Après la pandémie, les Fermes Lufa se sont retrouvées avec plus ou moins le même nombre de commandes hebdomadaires. Par contre, la facture moyenne de chacune était plus petite. Pour joindre une nouvelle clientèle, l’entreprise s’apprête à lancer sa première campagne de publicité.

Quand la pandémie a forcé les gens à rester à la maison, les affaires de Lufa ont bien sûr explosé. L’entreprise est une pionnière de l’agriculture urbaine commerciale au Québec, mais elle permet aussi à ses abonnés de faire leur épicerie complète en ligne grâce à ses partenariats avec des producteurs et distributeurs locaux qui offrent du fromage, du détersif pour les vêtements et du vin.
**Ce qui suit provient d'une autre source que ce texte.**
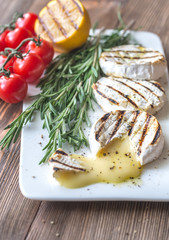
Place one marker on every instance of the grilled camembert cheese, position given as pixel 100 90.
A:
pixel 133 61
pixel 116 93
pixel 142 129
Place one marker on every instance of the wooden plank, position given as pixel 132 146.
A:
pixel 102 220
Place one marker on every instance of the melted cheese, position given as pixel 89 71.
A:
pixel 113 164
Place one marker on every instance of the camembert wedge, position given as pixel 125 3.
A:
pixel 116 93
pixel 134 62
pixel 141 128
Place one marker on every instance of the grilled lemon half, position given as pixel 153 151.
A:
pixel 65 23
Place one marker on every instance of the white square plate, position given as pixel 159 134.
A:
pixel 36 181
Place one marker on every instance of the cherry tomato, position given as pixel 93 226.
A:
pixel 30 67
pixel 2 39
pixel 15 37
pixel 9 65
pixel 45 50
pixel 13 89
pixel 27 21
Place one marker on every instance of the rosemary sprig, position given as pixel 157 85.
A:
pixel 66 94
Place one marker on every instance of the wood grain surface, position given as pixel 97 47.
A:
pixel 21 218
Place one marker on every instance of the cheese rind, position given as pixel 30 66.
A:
pixel 116 93
pixel 143 129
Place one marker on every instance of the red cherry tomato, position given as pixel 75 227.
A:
pixel 15 37
pixel 13 89
pixel 2 39
pixel 45 50
pixel 9 65
pixel 30 67
pixel 27 21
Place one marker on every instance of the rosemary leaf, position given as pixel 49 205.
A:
pixel 66 94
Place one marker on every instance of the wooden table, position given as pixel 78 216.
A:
pixel 21 218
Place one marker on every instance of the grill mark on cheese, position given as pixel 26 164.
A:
pixel 125 96
pixel 44 26
pixel 103 95
pixel 133 122
pixel 66 11
pixel 157 135
pixel 144 133
pixel 78 7
pixel 148 89
pixel 117 125
pixel 61 29
pixel 66 165
pixel 158 86
pixel 103 120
Lufa était donc en première ligne pour répondre aux besoins des consommateurs pris à la maison, qui avaient soif de produits locaux et un budget discrétionnaire bien garni : la valeur des commandes est passée du simple au double au début de la pandémie, raconte le fondateur de Lufa, Mohamed Hage.

Ça tombait bien, car les projets d’expansion de l’entreprise prévoyaient déjà l’aménagement d’un nouveau centre de distribution dans d’anciens locaux de Sears, à Saint-Laurent, ainsi que l’ajout d’une ferme intérieure et d’une serre sur le toit, à la même adresse.

Ça n’est pas tout : Lufa va inaugurer le printemps prochain une autre serre sur le toit d’un Walmart, au Marché central de Montréal.

L’entreprise avait le vent dans les voiles. Mais l’inflation s’est invitée au menu. Et le vent a tourné.

Mohamed Hage ne s’en cache pas : 2022 a été très difficile.

Le nombre de paniers remplis par Lufa chaque semaine est resté relativement stable, autour de 30 000, mais il y a eu une baisse de la valeur moyenne de la commande.

L’hypothèse de Lufa : sa clientèle magasine ailleurs pour certains produits offerts dans son marché. Par exemple, les amateurs de tomates restent fidèles – impossible de trouver des tomates plus fraîches à longueur d’année, plaide Mohamed Hage, car le client les reçoit à la maison quelques heures après qu’elles ont été récoltées. Par contre pour le beurre ou la farine, certains sont tentés de se tourner vers les enseignes qui affichent de bas prix.

Pour ramener cette clientèle, Lufa a baissé les prix de nombreux produits et l’affiche très clairement dans son marché virtuel.

Ces ajustements ont été possibles grâce à une augmentation de l’efficacité – les pertes ont été réduites de 1 %. Il y a aussi eu réduction des marges sur certains produits, pour les fournisseurs comme pour Lufa. Quitte à avoir des mois déficitaires. « Quelques années de break even, ça n’est pas la fin du monde », dit Mohamed Hage, qui parle de Lufa avec une vision à très long terme. « L’important, c’est les 50 prochaines années », dit-il.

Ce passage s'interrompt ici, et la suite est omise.